Mit einer einfachen Einrichtung wie einem billigen Stativ und Ihrem Telefon mit Blick auf den Iftar-Tisch können Sie in Echtzeit mit Ihren Liebsten speisen – körperlich zwar fern, aber geistig doch nah.

Und was das Zubereiten von Sahur, der Mahlzeit vor dem täglichen Fastenbeginn am Morgen, oder vom Iftar-Essen angeht, auch da gibt es Wege, trotz Distanz Gemeinschaftlichkeit zu erleben. Warum nicht für Familie und Freunde auf Instagram live schalten, damit sie sich von den Rezepten inspirieren lassen oder sogar die gleichen köstlichen Spezialitäten zubereiten können?

Gemeinsame Koranlektüre per App

Im Ramadan geht es aber nicht nur um Essen und Trinken und deren Verzicht. Der für Muslime heilige Monat ist auch eine Zeit der persönlichen Einkehr, in der sich jeder Einzelne um eine spirituelle Bindung zum Schöpfer bemüht und über die eigenen Taten nachdenkt.

Im Normalfall kommen im Ramadan Muslime in Moscheen zusammen, um die Muqabala zu praktizieren, also den Koran gemeinsam zu rezitieren. Da wir uns aber inmitten einer gefährlichen Pandemie befinden, wird diese Praxis in diesem Jahr ausfallen. Warum nicht stattdessen einen Muqabala-Partner finden und die Worte Allahs in Echtzeit miteinander rezitieren? Eine einfache App und ein Telefon sind alles, was dafür benötigt werden – und natürlich der Wille.

Da das spezielle Gebet im Ramadan, das Tarawih-Gebet, nicht unbedingt in der Moschee ausgeführt werden muss, können Familien oder Menschen, die unter einem Dach leben, das Gebet auch zuhause gemeinsam verrichten. Mit bereits zwei Personen kann eine Tarawih in Form eines Gruppengebets praktiziert werden. Auch auf diese Weise kann also im Monat Ramadan trotz Ausgangsbeschränkungen der Geist der Einheit erweckt werden.
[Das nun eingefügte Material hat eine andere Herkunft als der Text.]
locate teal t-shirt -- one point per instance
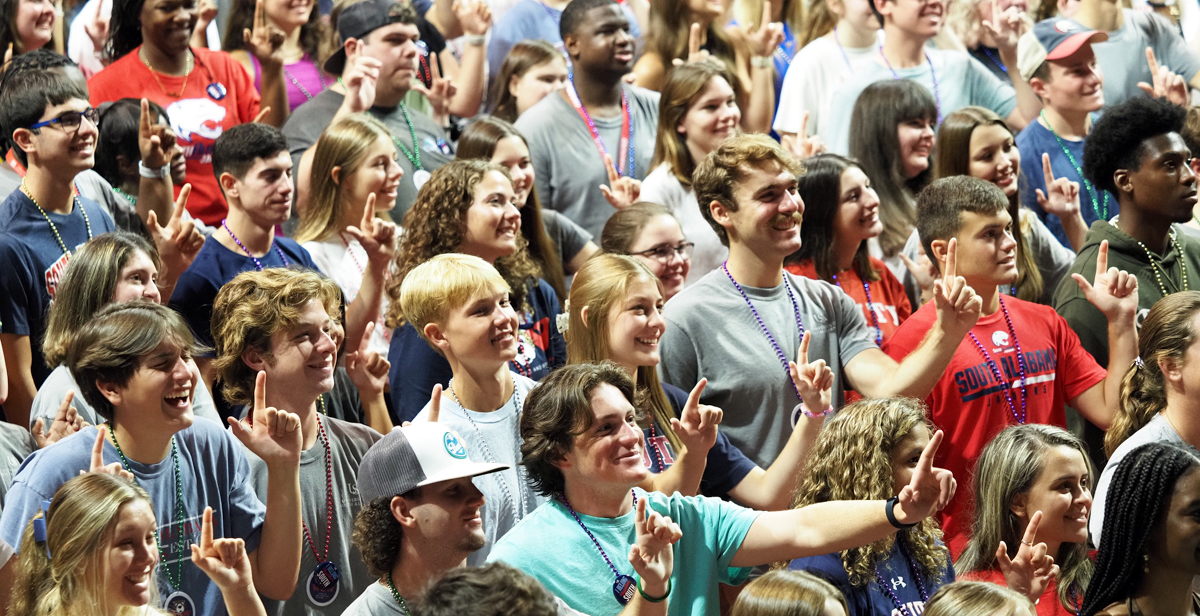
(550, 545)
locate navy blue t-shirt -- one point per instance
(33, 262)
(417, 368)
(1037, 139)
(869, 599)
(213, 268)
(726, 465)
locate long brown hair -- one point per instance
(1164, 339)
(437, 223)
(682, 87)
(954, 159)
(478, 142)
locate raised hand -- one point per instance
(815, 380)
(958, 305)
(223, 561)
(264, 42)
(1165, 84)
(652, 554)
(97, 456)
(367, 369)
(1032, 570)
(1062, 195)
(376, 235)
(929, 490)
(271, 434)
(66, 423)
(621, 192)
(697, 426)
(1114, 292)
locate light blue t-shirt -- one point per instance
(213, 471)
(550, 545)
(961, 81)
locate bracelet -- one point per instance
(653, 599)
(154, 174)
(889, 509)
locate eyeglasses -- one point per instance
(70, 121)
(663, 253)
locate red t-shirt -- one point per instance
(970, 405)
(1049, 603)
(217, 95)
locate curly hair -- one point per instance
(852, 461)
(437, 223)
(253, 306)
(1117, 137)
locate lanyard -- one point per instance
(627, 129)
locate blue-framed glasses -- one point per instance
(70, 121)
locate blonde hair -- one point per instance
(342, 147)
(783, 592)
(975, 598)
(852, 461)
(1164, 339)
(600, 285)
(79, 524)
(253, 306)
(432, 289)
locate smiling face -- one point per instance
(131, 555)
(635, 326)
(513, 154)
(858, 209)
(137, 280)
(492, 220)
(1061, 492)
(377, 173)
(712, 117)
(995, 157)
(537, 83)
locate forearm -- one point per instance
(276, 562)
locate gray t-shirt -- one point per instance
(55, 387)
(1122, 58)
(309, 120)
(1157, 430)
(347, 444)
(713, 334)
(495, 437)
(568, 166)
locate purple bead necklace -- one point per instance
(875, 318)
(1000, 376)
(249, 253)
(916, 575)
(799, 323)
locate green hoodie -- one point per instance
(1125, 253)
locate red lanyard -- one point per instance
(627, 129)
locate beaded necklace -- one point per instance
(887, 588)
(175, 580)
(519, 512)
(48, 221)
(1000, 376)
(933, 76)
(799, 324)
(1102, 213)
(870, 308)
(623, 586)
(249, 253)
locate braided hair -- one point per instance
(1139, 494)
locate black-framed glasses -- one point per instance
(70, 121)
(663, 253)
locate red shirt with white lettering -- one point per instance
(217, 94)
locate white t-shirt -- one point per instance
(663, 187)
(815, 72)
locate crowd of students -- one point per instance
(649, 308)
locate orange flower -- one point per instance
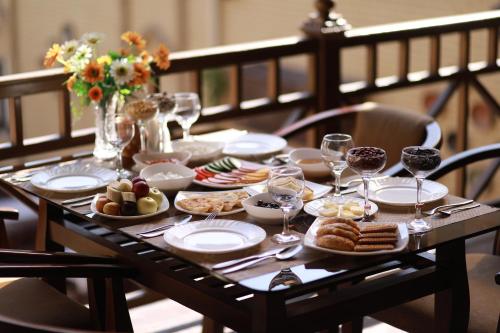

Coronavirus-Gefahr beachten

Der Ramadan ist die Jahreszeit, auf die sich alle Muslime freuen. Sie verbinden mit diesem Monat positive Erlebnismomente, sozialen Halt und geistige Stärke. Gläubige auf der ganzen Welt haben auf diese 30 Tage gewartet, um ihr spirituelles Verhältnis zu ihrem Schöpfer zu intensivieren.

Während die Covid-19-Pandemie anhält, werden die Vorsichtsmaßnahmen noch eine Weile unverzichtbar sein. Auch islamisch gesehen ist es daher geboten, die Maßnahmen ernst zu nehmen. Der Prophet Muhammad (Friede sei mit ihm) warnte bereits vor 1400 Jahren: „Wer von einem Ausbruch einer ansteckenden Krankheit in einem Land erfährt, soll es nicht betreten, und wer sich an einem Ort befindet, in dem die ansteckende Krankheit ausgebrochen ist, soll diesen Ort nicht verlassen.“

Wenn wir den gegenwärtigen Zustand der Welt aus einer streng religiösen Perspektive betrachten, dann können wir mit Sicherheit sagen: In diesem Jahr ist es von essentieller Wichtigkeit, auch während des Ramadans durch Selbstquarantäne den Erhalt von Leben und Gesundheit zu fördern.

„Es gibt für das Volk kein würdigeres Ding als Wohlstand. Es gibt keinen größeren Wohlstand auf der Welt als einen Augenblick von Gesundheit.“ So heißt es sinngemäß in einem Gedicht vom osmanischen Sultan Suleiman I., bekannt auch als Suleiman der Prächtige.

Die Praktiken des Ramadans werden in diesem Jahr offensichtlich zusätzliche Anstrengungen erfordern. Während des Aufenthalts zu Hause sollten sich alle Menschen weiterhin strikt an die Hygienevorschriften halten.

Demut üben

Anstatt in schicke Restaurants zu gehen, um ein teures Iftar-Essen zu genießen, haben nun Muslime die Gelegenheit, das eigene Festmahl zu Hause zu kreieren und die eigenen Kochkünste weiterzuentwickeln. Auch aus religiöser Sicht ist Verschwendung eines der Verbote des Islam. Insofern hat man jetzt die Möglichkeit, über einige extravagante Gewohnheiten nachzudenken und sich mit bedürftigen Mitmenschen auch finanziell noch solidarischer zu zeigen.

Dieser Ramadan wird ohne Zweifel eine Gelegenheit für Selbstreflexion und Wertschätzung sein. Noch nie mussten wir auf soziale Kontakte, auf das Treffen mit geliebten Menschen und neuen Bekanntschaften, in dieser Form und mit dieser Intensität verzichten. Es bleibt zu hoffen, dass Muslime weltweit den nächsten Ramadan mit der beruhigenden Gewissheit feiern werden, die Schwierigkeiten während der Pandemie überwunden zu haben.